Muitos não hão de entender sobre algumas questões de vida, seus mistérios, encantos e tragédias. Nesses últimos tempos, para mim, isso tão pouco interessa, inclusive, se me lerão ou não, respeito todas as questões dos que me circundam, sem fazer juízo de valores sobre o que fazem ou pensam sobre a vida, menos ainda sobre o que pensam de mim.
Antes de mais nada, porém, aviso, sou ateu e materialista, nada de consolo/conforto, pois a vida é um sopro, não de D´Us/Javé/Alá/Zeus/, mas de nossa pequena e mágica existência, nossos dias são como gotas no oceano, um piscar de olhos diante dos bilhões anos do universo, somos um acidente de percurso do Caos.

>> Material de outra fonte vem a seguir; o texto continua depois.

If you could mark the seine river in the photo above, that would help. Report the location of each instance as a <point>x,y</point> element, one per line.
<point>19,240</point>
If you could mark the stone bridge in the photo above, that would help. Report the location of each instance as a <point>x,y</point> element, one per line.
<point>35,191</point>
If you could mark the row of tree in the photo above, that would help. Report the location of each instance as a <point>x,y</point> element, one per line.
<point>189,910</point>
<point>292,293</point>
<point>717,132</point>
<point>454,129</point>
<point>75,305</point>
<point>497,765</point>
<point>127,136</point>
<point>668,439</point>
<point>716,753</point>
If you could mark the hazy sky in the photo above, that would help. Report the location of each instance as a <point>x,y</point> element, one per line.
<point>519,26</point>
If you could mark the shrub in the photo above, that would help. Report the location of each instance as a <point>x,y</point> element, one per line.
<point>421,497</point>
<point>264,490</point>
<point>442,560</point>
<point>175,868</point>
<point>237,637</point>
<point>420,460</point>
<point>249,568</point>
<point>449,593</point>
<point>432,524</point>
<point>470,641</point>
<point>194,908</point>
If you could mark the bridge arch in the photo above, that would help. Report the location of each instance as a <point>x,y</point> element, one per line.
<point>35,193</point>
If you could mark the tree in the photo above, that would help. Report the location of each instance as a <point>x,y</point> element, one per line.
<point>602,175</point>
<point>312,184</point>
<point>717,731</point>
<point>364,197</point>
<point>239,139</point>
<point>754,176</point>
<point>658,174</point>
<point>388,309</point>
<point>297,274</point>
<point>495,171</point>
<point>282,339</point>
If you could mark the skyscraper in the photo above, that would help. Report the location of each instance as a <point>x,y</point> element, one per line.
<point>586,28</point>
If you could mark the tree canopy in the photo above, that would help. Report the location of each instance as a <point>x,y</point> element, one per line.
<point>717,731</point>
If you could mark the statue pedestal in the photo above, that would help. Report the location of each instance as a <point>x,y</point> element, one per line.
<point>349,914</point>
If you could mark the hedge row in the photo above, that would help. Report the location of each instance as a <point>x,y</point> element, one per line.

Por toda a minha vida consciente sempre tive uma visão extremamente positiva sobre a vida e o viver. E isso é o mais louco e irônico, ao pensar sobre o que aconteceu comigo, mas sei que também com milhares de pessoas que passaram (passam, é eterno) por uma imensa tragédia de perder uma filha, enterrar (cremar) uma filha é simplesmente devastador.
Nada, nada mesma se compara, entrar no quarto dela é morrer várias vezes, por exemplo.
Passados três anos, oito mês e onze dias, é como se continuasse a acontecer e repetir mesma cena, o mesmo local e hora, todos os dias tenho a visão do aparelho zerando, a linha horizontal permanente, nenhum pulso. Nenhuma vida, nenhum olhar, sorriso, fala, nada.
Desde ali, ou até antes, a vida é a segunda vida, uma espécie de sobrevida, os encantos se foram, todos acúmulos materiais e imateriais, não importam mais, as vaidades, a arrogância, nada servem, chega a ser engraçado quando alguém acha que me ofende, numa dessa situações, recente, um certo sujeito dispara contra minha inteligência: “Interpretar parece que não (sabe ler)”, vitorioso, ele ejaculou-se.
Sério, apenas ri, pensei: “Ao vencido, ódio ou compaixão; ao vencedor, as batatas”, Machado ajuda muito, ou quem sabe “as sutilezas dormem nos ouvidos parvos”, do bardo maior.
Nada disso importa, de verdade, o que tinha de perder, perdi, nenhum vaidade ou arrogância poderia recuperar.
O (sobre)viver é um doloroso vencer o dia, as horas, os minutos, com alguma dignidade, sem esperar nada além do que tenho e do que posso fazer pelos que dependem de mim, ou de que possa ajudar, tornar a vida deles melhores, menos fardos, que possa eu, carregar junto.
É isso.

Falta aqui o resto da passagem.